Copying in JavaScript requires understanding the difference between shallow and deep copies.

Shallow copies duplicate the top level, but nested objects still reference the originals. The spread operator is the most common approach: const copy = { ...original } or const arrCopy = [...original]. Object.assign({}, original) works similarly. Changes to top-level properties don't affect the original, but modifying nested objects changes both.

Deep copies duplicate everything recursively. structuredClone(obj) is the modern built-in solution—it handles nested objects, arrays, dates, and most built-in types. It doesn't copy functions, DOM nodes, or some special objects.

JSON.parse(JSON.stringify(obj)) was the old workaround. It works for plain data but loses functions, undefined values, dates (become strings), and fails on circular references.

Libraries like lodash provide _.cloneDeep() which handles edge cases and is well-tested. Use it when you need maximum compatibility.

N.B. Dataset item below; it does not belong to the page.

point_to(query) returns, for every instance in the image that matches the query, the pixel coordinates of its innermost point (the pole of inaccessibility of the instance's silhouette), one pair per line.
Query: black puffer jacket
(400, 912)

Often you don't need deep copying. Consider whether you actually need a full copy or just a shallow copy of the level you're modifying. For state updates in React, typically you only spread the nesting level you're changing, not the entire deep structure.

Key Takeaway

Spread operator and Object.assign create shallow copies. For deep copies, use structuredClone or libraries like lodash for nested objects.